2010-01-18

Investors Concur that Pricing Carbon is Needed to Boost Green Tech. By Bryan Walsh, Time, January 15, 2010. "If there's a secret weapon buried in the Copenhagen Accord, it's this: governments will not act alone but will vigorously engage the business world. 'We can only meet this challenge,' says Todd Stern, America's top climate envoy, 'if we can generate sustained, long-term investment in the clean-energy economy.' That was the main message behind the one-day Investor Summit on Climate Risk at the U.N. on Jan. 14. The event connected green luminaries like Al Gore with the unfamous people who direct hundreds of billions in private investment. This was the fourth annual summit, but it may have been the most fortuitously timed of the lot -- occurring after Copenhagen, before the U.S. Senate begins its real work on climate legislation this year and just as investors begin to climb out of the recession. The feeling at the session was hopeful -- investors, especially large-scale institutional funds that need to worry about the long term, are ready to bet on cutting carbon -- but impatient.

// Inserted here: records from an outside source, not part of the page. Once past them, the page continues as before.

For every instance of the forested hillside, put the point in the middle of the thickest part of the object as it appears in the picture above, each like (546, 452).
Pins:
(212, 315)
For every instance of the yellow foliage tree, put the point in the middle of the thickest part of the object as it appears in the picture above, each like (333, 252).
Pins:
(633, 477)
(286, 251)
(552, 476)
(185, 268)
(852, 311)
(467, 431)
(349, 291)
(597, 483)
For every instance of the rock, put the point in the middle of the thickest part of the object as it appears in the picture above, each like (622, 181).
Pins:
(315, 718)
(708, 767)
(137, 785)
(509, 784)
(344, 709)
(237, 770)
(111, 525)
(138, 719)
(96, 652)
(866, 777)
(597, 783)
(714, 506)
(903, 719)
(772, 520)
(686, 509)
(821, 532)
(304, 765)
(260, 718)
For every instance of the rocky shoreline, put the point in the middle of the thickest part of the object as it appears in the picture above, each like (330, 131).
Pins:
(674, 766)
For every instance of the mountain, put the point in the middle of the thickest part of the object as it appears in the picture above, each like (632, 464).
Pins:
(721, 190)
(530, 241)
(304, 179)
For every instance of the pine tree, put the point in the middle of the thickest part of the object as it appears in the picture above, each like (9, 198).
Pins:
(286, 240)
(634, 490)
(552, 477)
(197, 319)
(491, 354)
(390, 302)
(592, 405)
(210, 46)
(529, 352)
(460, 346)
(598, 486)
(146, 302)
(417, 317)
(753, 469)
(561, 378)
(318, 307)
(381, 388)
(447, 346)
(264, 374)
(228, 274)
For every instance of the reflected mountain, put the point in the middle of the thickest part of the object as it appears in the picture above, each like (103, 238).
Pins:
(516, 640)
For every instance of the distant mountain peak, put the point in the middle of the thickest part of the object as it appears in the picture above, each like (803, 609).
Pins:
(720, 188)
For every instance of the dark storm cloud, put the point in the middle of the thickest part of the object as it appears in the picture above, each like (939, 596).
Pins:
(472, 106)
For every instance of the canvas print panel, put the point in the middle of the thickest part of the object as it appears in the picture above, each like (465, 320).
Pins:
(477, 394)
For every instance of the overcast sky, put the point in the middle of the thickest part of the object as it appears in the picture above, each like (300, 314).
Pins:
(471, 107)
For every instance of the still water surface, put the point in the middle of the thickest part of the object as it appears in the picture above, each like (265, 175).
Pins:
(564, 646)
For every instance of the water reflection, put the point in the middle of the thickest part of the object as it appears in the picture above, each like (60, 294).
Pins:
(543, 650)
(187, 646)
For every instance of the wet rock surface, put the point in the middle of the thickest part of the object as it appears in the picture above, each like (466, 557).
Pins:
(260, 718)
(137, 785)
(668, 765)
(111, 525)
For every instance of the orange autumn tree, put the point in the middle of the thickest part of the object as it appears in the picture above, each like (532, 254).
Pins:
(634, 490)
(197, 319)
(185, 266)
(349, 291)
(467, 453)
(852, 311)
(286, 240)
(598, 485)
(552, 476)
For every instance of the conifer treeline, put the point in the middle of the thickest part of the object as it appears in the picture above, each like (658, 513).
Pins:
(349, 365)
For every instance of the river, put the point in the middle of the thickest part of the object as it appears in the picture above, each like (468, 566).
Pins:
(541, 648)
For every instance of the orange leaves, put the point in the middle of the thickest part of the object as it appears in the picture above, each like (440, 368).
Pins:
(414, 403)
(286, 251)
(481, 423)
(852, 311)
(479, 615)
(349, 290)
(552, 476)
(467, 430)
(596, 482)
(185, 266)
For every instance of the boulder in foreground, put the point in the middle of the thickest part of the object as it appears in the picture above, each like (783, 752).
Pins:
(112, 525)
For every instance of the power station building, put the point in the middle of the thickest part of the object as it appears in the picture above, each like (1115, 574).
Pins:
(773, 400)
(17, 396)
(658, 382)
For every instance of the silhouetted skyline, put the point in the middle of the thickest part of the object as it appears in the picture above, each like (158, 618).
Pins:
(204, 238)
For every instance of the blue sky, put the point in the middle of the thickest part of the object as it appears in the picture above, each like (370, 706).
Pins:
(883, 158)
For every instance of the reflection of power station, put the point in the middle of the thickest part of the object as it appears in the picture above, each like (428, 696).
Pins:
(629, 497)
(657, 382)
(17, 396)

"The key, as many of them see it, is a policy that would make carbon more expensive, leveling the playing field so that competing technologies like wind and solar can gain traction. 'We had a good start at Copenhagen, but we're still without a very clear goal, without clear carbon caps, without a price on carbon,' says Mindy Lubber, president of Ceres, a national network of major institutional investors and public-interest groups... The International Energy Agency estimates that more than $10 trillion in investment will be needed over the next 20 years to support a global transition to a lower-carbon economy. We're nowhere near that -- Lubber says that $140 billion was invested globally in renewable and low-carbon technologies last year, a number that she estimates will rise to $190 billion this year."